Am I doing something wrong, or am I missing any case in this?

Upvotes: 0

Views: 89

Answers (1)

ErikR
ErikR

Reputation: 52049

Here are my suggestions for how to solve this:

Step 1: Initially I would write the functions with concrete types. When you make mistakes you'll get less cryptic error messages. Later you can go back and make the functions polymorphic.

Step 2: Let's choose Char as our concrete type.
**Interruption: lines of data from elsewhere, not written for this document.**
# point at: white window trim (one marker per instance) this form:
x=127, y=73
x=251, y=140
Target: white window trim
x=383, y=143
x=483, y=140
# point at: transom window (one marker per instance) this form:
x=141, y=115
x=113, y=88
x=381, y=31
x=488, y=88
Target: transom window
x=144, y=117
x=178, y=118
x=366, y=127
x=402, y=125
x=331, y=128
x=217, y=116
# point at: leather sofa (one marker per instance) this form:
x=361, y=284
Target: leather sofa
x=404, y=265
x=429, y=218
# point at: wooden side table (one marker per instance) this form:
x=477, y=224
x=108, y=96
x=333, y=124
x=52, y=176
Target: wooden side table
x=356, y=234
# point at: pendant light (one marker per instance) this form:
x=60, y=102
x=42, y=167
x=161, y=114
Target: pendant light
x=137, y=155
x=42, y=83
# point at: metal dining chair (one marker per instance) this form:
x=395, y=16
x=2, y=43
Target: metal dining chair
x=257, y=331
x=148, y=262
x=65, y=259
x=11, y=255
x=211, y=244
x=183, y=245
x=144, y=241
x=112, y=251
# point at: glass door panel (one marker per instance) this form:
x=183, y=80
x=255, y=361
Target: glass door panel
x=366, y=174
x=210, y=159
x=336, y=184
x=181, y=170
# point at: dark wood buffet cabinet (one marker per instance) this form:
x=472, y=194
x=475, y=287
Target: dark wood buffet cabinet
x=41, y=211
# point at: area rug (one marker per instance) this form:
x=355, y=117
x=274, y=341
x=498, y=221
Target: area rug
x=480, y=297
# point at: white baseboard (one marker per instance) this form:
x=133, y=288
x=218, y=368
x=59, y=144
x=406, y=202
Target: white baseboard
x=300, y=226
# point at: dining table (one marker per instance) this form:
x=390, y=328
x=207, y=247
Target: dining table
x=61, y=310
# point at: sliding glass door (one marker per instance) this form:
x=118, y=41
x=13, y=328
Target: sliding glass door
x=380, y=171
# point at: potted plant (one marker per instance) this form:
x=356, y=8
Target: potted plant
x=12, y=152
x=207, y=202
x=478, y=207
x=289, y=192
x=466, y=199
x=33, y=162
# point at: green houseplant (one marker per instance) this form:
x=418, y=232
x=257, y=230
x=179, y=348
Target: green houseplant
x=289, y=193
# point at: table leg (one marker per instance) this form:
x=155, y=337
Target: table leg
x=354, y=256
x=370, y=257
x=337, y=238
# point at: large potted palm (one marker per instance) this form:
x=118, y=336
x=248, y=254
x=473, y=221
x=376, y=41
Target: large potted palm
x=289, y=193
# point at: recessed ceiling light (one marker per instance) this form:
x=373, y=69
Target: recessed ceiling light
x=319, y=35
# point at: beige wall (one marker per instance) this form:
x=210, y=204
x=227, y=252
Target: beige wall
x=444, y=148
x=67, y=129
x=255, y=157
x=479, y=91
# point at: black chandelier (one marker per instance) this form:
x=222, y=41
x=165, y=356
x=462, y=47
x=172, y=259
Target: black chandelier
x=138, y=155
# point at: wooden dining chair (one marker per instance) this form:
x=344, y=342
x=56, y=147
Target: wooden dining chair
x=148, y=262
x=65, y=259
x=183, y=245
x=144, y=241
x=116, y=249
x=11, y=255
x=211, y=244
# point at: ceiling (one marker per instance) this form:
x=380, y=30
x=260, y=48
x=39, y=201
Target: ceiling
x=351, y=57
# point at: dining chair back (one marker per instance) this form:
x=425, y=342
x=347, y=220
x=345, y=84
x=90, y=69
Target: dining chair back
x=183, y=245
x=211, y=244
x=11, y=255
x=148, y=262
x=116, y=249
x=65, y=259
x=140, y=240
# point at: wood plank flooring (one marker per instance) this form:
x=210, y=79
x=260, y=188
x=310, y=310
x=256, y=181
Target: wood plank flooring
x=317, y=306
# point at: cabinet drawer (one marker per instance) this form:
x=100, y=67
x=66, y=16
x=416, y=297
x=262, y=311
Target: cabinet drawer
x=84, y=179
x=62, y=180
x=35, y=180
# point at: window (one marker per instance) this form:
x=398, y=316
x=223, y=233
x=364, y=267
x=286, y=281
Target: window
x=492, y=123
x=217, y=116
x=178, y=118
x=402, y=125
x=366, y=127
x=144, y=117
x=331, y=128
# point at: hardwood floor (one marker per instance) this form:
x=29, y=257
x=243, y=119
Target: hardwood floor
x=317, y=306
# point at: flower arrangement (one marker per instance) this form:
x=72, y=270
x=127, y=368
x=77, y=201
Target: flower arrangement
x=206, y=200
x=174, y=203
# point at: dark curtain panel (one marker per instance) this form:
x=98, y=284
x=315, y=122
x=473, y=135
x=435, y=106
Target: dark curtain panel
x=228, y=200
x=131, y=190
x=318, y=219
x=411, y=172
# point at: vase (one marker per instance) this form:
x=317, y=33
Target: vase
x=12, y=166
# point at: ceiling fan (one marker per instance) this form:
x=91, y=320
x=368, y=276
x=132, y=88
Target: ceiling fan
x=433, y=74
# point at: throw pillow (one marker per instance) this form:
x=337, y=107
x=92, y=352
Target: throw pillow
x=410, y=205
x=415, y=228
Write a function which bags a single Char:

type Bag g = [ (g,Int) ]

bagSingleItem :: Char -> Bag Char -> Bag Char
bagSingleItem c [] = ...
bagSingleItem c ( (d,v) : bag ) = ...

Step 3: Use this function to write one which bags a whole list of items:

bagItems :: [Char] -> Bag Char -> Bag Char
bagItems [] bag = ...
bagItems (c:cs) bag =  ... bagSingleItem ...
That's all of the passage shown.